News in brief

Vic Hall fire alarms decrease

The number of fire alarms pulled in Victoria Hall residence has significantly decreased from last year.

In the fall term of 2010 there were a total of 26 fire alarms pulled from September to November. So far this term there has been one malicious fire alarm.

Bruce Griffiths, director of Queen’s Housing and Hospitality Services, said this decrease resulted from many new initiatives including the installation of video cameras in the Victoria Hall lobby and stairwells.

“Cameras are a useful tool along with safety education, additional locks in stairwells, the hiring of a Security Supervisor, the campus safety website, etc,” Griffiths told the Journal via email.

Last year, a malicious fire alarm meant Kingston Fire and Rescue was delayed from an emergency incident that led to a death.

Griffiths said an investigation into applying these methods to other buildings around campus will begin in the new year.

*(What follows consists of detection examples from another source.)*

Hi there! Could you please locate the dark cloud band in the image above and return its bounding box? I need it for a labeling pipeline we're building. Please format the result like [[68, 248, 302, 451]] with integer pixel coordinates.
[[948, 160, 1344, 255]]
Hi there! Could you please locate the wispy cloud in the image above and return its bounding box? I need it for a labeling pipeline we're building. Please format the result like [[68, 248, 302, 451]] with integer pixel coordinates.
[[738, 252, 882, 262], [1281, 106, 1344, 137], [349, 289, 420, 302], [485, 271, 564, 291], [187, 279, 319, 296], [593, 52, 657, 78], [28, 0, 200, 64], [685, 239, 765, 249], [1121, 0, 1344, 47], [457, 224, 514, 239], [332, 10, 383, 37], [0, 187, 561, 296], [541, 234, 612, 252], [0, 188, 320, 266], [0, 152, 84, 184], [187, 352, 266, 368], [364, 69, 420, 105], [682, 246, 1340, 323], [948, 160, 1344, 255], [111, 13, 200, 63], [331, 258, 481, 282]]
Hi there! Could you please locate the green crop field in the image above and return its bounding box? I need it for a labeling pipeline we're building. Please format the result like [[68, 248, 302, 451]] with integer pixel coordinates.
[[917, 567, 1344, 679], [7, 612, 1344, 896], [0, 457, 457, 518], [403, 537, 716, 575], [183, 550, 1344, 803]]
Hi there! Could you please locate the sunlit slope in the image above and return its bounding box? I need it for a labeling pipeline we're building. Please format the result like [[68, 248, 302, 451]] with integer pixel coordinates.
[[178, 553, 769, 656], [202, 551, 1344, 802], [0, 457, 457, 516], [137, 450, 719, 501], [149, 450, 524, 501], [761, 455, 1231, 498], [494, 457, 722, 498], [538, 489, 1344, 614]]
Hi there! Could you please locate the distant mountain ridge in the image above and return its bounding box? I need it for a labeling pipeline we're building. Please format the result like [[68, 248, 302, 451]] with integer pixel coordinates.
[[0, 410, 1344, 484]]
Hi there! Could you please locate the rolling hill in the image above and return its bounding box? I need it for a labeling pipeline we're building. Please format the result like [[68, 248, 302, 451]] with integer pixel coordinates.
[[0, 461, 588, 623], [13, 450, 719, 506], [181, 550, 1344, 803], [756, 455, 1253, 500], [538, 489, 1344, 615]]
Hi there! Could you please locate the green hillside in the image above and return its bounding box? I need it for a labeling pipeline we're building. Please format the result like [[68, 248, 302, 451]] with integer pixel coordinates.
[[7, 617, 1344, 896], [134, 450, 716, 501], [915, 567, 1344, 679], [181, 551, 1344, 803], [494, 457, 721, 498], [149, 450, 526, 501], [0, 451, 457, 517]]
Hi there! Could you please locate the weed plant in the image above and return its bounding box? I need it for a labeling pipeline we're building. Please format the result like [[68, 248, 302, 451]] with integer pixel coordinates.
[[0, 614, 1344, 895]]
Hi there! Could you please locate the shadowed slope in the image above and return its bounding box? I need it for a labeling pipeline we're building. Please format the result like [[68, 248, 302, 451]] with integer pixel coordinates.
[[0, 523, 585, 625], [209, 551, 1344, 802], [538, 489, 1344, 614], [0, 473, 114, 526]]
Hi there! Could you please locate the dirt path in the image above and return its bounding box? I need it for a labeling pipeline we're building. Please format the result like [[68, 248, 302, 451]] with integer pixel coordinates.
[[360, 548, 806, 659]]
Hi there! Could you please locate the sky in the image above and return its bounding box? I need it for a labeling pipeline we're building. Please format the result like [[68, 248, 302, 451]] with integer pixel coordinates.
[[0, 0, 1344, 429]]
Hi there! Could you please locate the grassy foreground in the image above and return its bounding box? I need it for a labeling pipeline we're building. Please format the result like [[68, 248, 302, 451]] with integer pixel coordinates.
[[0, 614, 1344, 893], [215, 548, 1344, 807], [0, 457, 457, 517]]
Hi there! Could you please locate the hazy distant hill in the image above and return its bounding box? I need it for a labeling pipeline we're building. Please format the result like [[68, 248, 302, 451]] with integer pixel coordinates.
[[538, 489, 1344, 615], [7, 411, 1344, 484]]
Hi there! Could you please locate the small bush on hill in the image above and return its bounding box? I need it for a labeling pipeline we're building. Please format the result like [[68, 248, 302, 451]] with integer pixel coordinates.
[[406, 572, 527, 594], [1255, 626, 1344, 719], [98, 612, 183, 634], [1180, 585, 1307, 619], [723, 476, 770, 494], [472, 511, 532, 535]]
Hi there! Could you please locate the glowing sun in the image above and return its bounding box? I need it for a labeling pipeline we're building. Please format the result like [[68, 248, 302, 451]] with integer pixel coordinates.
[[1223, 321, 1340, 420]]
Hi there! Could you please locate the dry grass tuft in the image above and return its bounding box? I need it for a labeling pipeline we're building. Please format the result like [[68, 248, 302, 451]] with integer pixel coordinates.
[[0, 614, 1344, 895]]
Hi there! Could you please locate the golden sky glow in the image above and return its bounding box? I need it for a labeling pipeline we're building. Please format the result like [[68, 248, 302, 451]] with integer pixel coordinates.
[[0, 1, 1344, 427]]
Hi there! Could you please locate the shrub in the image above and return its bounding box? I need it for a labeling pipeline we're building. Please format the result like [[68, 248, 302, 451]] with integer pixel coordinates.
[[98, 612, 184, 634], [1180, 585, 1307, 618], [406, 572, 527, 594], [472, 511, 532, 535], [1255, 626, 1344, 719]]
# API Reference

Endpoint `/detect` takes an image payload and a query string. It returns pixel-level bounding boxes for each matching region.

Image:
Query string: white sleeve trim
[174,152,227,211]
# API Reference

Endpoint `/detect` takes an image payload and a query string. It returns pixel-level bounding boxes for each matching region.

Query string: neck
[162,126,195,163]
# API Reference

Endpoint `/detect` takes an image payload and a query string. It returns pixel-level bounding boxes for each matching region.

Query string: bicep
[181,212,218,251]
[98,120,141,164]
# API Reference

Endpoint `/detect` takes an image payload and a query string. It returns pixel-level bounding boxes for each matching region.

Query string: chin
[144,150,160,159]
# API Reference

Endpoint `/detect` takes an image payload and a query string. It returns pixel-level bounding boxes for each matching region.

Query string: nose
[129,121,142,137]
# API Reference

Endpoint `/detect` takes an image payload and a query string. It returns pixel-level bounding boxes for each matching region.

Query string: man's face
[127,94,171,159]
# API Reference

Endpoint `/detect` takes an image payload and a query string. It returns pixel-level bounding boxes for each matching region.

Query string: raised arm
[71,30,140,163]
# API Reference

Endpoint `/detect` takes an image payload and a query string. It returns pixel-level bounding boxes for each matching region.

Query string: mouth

“A broader assessment [of] some of our initiatives, including cameras and lighting, will take place in the coming months,” he said.

— Catherine Owsik

Dancers win bronze

Flow Dance Club placed third in the Nov. 26 Ontario University Competition for hip hop (OUCH).

Flow executive member Jamie Jia Shen said this is the first year the club — comprised of 16 performing members — has placed at OUCH. “Queen’s was never part of the competition until last year,” Shen, ArtSci ’12, said. “This year’s really the first time we knew what we were doing.”

Shen said she was surprised the group placed this year.

“We weren’t expecting any placement because it’s only our second time, so we’re pretty happy,” she said.

The competition included 12 teams of college and university dance teams that performed routines in front of five judges. Durham College placed first followed by Carleton University. The competition provided no monetary awards.

Shen has been involved with Flow since her second year at Queen’s and said the group helps foster a hip-hop community in Kingston.

“It’s not to win medals, it’s more for the love of dancing, the love of community,” she said. “Flow is a family.”

— Katherine Fernandez-Blance

Profs win research award

The National Haemophilia Foundation recently awarded two Queen’s pathology and molecular medicine professors the title of Researcher of the Year.

Dr. David Lillicrap and Dr. Paula James have worked to improve the lives of patients with bleeding disorders, such a haemophilia and von Willebrand disease. Both disorders cause abnormal bleeding due to a lack of blood clotting.

Queen’s research has been conducted at the Kingston General Hospital and the Molecular Haemostasis Laboratory.

A team of 20 researchers working with Dr. Lillicrap have been trying to develop a cure, using gene therapy, for haemophilia.

Von Willebrand disease, Dr. James’ specialty, isn’t as well known as haemophilia but affects a greater number of people.

The research hopes to improve the identification process of people affected by either blood disorder.

— Meaghan Wray

Residences save energy

Harkness International Hall won this year’s annual Residence Energy Challenge (REC). The REC encourages students in residence to decrease their energy use.

Some green methods implemented included turning off lights more often, taking shorter showers and using drying racks for washed clothes.

During a three-week period the energy consumption of each residence building is measured and then compared to last year’s three-week total.

Together all of the residences decreased a total of 21,845 kilowatt hours during the competition. Harkness decreased the most amount of energy use. The money saved will go towards installing sustainable features in the building.

Students living in Harkness also won free entry into a glow in the dark party hosted by the Main Campus Residence Council (MCRC).

The competition aims to teach students about sustainable lifestyles.